We can do it in O(n^2) using Dynamic Programming, this code is only for positive integers, we can tweak it to take care of -ve integers as well:

```
// idea is
// a sum x is possible if for any i x-a[i] is possible
bool subsetsum(int *a, int n, int k){
int *s = new int[k+1];
for(int i=0; i<k+1; i++) s[i] = 0;
s[0] = 1;
for(int i=0; i<n; i++)
for(int j=k; j>=a[i]; j--)
s[j] |= s[j-a[i]];
return s[k];
}
```

You can test the code using your custom test case @ ideone.com/Zsw3J4

This is not O(n^2). What if k was close to n^1000?

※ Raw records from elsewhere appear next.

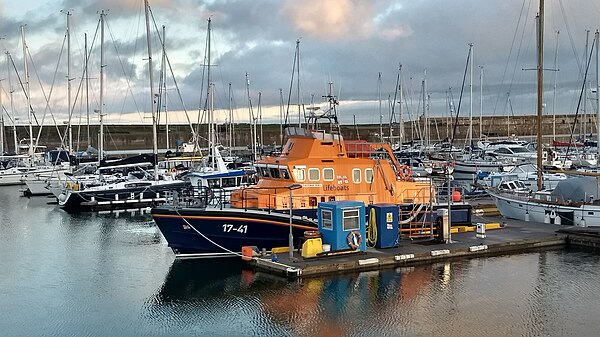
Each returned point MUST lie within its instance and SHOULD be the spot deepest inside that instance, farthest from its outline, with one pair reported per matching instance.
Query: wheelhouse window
(356, 175)
(263, 172)
(285, 174)
(314, 174)
(350, 219)
(328, 174)
(300, 173)
(229, 182)
(326, 217)
(274, 172)
(369, 175)
(214, 183)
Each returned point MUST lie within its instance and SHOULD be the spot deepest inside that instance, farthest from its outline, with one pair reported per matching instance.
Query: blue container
(386, 223)
(342, 224)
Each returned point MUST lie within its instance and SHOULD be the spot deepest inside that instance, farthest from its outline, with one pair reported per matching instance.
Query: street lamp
(292, 187)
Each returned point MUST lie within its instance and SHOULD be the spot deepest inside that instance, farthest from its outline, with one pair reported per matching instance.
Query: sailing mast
(380, 115)
(163, 100)
(12, 106)
(540, 92)
(70, 111)
(400, 113)
(101, 110)
(87, 92)
(596, 41)
(1, 123)
(27, 93)
(471, 97)
(151, 77)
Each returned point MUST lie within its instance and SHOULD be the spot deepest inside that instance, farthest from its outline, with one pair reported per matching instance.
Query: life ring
(354, 239)
(404, 171)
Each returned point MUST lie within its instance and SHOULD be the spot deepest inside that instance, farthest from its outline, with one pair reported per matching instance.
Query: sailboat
(140, 189)
(574, 201)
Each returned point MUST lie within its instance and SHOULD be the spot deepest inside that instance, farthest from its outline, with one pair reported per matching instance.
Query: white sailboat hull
(519, 208)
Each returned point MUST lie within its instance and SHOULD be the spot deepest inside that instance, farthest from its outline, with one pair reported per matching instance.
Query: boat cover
(577, 189)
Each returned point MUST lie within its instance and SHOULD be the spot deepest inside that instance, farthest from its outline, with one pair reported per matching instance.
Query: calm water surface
(103, 275)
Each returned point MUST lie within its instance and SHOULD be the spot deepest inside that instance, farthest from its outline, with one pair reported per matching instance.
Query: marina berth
(314, 166)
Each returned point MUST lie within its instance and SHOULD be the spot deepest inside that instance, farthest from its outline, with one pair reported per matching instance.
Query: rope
(372, 230)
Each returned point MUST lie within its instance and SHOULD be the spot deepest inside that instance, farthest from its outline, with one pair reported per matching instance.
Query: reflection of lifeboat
(302, 312)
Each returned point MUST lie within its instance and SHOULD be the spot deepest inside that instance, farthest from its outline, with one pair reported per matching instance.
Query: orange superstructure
(320, 166)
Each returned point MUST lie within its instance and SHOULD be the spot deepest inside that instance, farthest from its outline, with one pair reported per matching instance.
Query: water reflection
(476, 297)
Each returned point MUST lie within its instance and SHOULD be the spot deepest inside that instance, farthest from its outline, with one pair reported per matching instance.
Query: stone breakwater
(125, 137)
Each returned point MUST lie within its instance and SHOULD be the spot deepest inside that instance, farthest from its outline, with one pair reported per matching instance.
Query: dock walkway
(513, 236)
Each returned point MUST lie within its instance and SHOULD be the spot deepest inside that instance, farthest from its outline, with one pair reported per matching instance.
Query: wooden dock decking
(513, 236)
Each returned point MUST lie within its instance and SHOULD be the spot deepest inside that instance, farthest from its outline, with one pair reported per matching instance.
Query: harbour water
(108, 275)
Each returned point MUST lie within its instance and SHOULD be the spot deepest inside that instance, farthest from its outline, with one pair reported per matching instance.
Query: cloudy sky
(346, 42)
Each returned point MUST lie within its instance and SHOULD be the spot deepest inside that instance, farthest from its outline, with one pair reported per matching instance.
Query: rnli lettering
(331, 187)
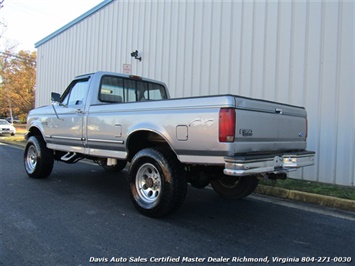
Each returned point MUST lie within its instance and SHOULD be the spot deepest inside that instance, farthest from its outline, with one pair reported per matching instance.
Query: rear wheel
(38, 159)
(157, 186)
(232, 187)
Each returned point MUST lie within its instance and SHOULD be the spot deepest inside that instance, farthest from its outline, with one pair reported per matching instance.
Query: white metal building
(296, 52)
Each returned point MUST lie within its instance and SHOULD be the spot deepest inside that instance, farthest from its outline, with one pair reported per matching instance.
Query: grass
(291, 184)
(313, 187)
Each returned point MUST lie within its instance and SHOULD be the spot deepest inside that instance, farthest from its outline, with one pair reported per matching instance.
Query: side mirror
(55, 97)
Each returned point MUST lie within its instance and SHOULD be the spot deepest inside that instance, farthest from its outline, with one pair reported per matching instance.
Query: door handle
(278, 111)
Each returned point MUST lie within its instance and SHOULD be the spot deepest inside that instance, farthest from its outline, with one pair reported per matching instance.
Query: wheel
(38, 158)
(232, 187)
(157, 185)
(121, 164)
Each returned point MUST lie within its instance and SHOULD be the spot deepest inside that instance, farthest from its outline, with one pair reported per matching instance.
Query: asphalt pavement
(82, 215)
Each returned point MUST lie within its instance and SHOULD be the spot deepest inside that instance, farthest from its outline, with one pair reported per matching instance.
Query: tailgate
(269, 126)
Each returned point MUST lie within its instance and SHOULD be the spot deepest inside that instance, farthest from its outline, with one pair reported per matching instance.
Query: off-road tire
(157, 184)
(38, 159)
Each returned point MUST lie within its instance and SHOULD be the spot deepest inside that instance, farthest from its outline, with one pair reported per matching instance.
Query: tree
(17, 90)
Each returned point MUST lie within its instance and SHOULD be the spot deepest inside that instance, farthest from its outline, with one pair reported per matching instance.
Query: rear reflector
(227, 125)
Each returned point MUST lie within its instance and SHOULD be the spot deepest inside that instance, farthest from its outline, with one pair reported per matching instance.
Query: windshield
(4, 122)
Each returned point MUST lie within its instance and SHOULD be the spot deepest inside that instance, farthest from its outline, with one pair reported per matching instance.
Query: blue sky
(29, 21)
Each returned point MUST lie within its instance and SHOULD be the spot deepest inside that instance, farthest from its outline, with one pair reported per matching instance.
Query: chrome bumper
(270, 163)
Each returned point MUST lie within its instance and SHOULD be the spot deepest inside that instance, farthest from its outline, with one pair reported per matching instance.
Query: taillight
(227, 125)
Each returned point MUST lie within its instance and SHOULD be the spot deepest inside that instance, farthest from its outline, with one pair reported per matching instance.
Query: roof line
(72, 23)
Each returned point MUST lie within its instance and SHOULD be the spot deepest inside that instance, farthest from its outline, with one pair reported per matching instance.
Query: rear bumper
(267, 163)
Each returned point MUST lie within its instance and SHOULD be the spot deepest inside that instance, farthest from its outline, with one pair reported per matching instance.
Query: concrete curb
(332, 202)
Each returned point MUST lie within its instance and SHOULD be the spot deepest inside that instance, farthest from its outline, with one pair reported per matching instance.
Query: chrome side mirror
(55, 97)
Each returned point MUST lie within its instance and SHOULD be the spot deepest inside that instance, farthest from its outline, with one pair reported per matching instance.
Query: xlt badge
(246, 132)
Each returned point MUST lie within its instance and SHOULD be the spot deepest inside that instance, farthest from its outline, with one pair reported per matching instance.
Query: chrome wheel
(148, 184)
(31, 159)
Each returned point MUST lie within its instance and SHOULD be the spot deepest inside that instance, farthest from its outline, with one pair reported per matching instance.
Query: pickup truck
(226, 141)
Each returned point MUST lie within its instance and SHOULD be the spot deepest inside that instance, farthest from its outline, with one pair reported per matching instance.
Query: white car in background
(6, 128)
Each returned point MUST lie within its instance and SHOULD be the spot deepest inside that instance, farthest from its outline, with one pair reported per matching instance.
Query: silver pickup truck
(227, 141)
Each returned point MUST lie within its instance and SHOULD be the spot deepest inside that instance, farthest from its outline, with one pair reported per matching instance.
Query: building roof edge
(73, 22)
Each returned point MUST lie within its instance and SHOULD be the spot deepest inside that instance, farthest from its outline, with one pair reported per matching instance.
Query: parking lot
(82, 215)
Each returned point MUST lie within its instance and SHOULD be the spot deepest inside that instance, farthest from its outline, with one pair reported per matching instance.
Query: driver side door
(67, 128)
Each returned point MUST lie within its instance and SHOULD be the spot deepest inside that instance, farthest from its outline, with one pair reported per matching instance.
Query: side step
(70, 157)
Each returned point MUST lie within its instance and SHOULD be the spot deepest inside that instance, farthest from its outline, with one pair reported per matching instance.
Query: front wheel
(232, 187)
(38, 159)
(119, 166)
(157, 186)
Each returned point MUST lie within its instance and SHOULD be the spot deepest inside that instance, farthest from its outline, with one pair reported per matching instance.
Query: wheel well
(145, 139)
(33, 131)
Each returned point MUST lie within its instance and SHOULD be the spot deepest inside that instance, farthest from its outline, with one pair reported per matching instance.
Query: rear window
(123, 90)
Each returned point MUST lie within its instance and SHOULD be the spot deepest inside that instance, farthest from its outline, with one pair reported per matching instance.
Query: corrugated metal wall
(297, 52)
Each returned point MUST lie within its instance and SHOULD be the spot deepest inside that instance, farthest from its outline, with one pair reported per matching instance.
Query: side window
(111, 90)
(156, 92)
(117, 89)
(76, 93)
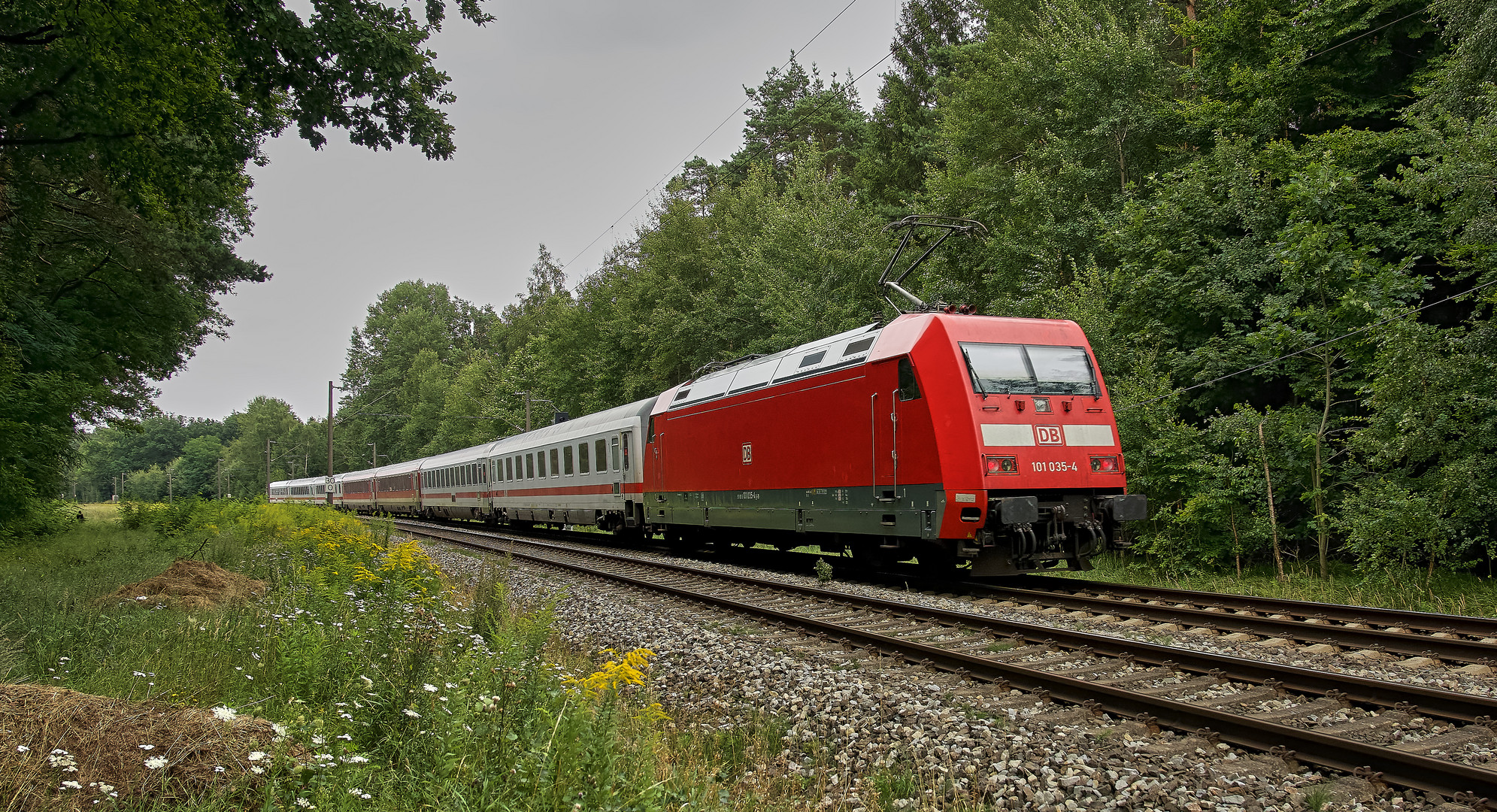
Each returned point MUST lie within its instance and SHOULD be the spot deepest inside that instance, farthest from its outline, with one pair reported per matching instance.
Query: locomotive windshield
(1030, 369)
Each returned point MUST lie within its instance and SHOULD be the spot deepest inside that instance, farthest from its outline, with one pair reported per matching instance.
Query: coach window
(909, 389)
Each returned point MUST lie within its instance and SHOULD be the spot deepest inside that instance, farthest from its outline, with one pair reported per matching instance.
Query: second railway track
(1406, 736)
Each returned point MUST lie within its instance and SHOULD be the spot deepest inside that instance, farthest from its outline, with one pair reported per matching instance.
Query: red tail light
(1000, 465)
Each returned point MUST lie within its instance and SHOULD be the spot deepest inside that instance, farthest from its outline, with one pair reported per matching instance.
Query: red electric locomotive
(944, 436)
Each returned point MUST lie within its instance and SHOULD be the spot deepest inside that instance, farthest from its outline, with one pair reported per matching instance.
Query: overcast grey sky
(566, 114)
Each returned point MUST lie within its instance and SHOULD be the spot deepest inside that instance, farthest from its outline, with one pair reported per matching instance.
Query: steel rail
(1403, 769)
(1219, 614)
(1445, 704)
(1408, 644)
(1346, 613)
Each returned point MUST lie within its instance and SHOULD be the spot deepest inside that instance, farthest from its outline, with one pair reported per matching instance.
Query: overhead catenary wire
(1302, 351)
(761, 147)
(692, 153)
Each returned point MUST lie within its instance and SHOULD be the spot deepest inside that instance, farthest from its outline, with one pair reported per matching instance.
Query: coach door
(616, 457)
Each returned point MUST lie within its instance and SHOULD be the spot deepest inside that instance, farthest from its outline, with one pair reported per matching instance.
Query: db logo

This is Theta(nk) to be more precise, and is the pseudo-polynomial algorithm, which makes subset-sum 'not strongly NP-Complete'.

```
public static void findSubSetForGivenSumInArray(int sum, int[] arr) throws InterruptedException{
int calSum = 0;
Queue q = new Queue();
boolean flag = false;
for(int i=0; i<arr.length; i++){
q.enqueue(arr[i]);
calSum += arr[i];
if(i!=arr.length-1 && arr[i+1]>0)
while(calSum > sum){
Integer deq = (Integer)q.dequeue();
calSum -= deq;
}
if(calSum == sum){
flag = true;
Enumeration e = q.elements();
while(e.hasMoreElements()){
System.out.println(e.nextElement().toString());
}
break;
}
}
if(!flag){
System.out.println(false);
}
}
```

```
public class SumSubset {
public static void main(String[] args) {
int[] nos = { 1, 2, 3, 5, 6, 8, 10 };
int sum = 13;
Map<Integer, List<List<Integer>>> subLists = new HashMap<Integer, List<List<Integer>>>();
List<Integer> inL = new ArrayList<Integer>();
subLists.put(0, new ArrayList<List<Integer>>());
subLists.get(0).add(inL);
for (int p = 1; p <= sum; p++) {
subLists.put(p, new ArrayList<List<Integer>>());
for (int i = 0; i < nos.length; i++) {
if (nos[i] <= p) {
List<List<Integer>> merge = merge(nos[i],
subLists.get(p - nos[i]));
for (List<Integer> l1 : merge) {
if (!subLists.get(p).contains(l1))
subLists.get(p).add(l1);
}
}
}
}
System.out.println(subLists.get(sum));
}
private static List<List<Integer>> merge(int i, List<List<Integer>> list) {
List<List<Integer>> new1 = new ArrayList<List<Integer>>();
for (List<Integer> l1 : list) {
if (!l1.contains(i)) {
List<Integer> n = new ArrayList<Integer>();
n.addAll(l1);
n.add(i);
Collections.sort(n);
if (!new1.contains(n)) {
new1.add(n);
}
}
}
return new1;
}
```

```
static int position[] = new int[0];
public void sumOfSubset(int[] value, int k, int sum){
if(position.length == 0){
position = new int[value.length];
}
if(k == value.length){
if(sum == 0){
print(value,position);
}
return;
}
position[k] = 1;
sumOfSubset(value, k+1, sum-value[k]);
position[k] = 0;
sumOfSubset(value, k+1, sum);
}
public void print(int[] value, int[] choice){
for(int i =0 ; i<value.length;i++){
if(choice[i] ==1){
System.out.print(value[i] + " ");
}
}
System.out.println();
}
public static void main(String[] args) {
// TODO Auto-generated method stub
Numbers n = new Numbers();
//n.decToHex(1128);
int[] value = {5,5,10,100,10,5};
//n.maxSubSequence(value);
n.sumOfSubset(value, 0, 115);
}
```

Typical question of hash table. Simple store all numbers in a hash table, then check every sum - number in hash table. If number is there, return true. Traverse complete array, if no element found return false. This is independent of number is +ve or -ve.

Complexity O(n)

Your algorithm will only work if we have find just 2 numbers in the array whose summation= given number? There may be a subset of >2 numbers whose summation= given number.

So, the question asks for a subset.

- Roberto Abreu March 05, 2013There are 2^n subsets. One way is checking every subset. This is adequate if n is small (say, +- 30).

If n is bigger then you can consider this problem as a special case of the Knapsack problem.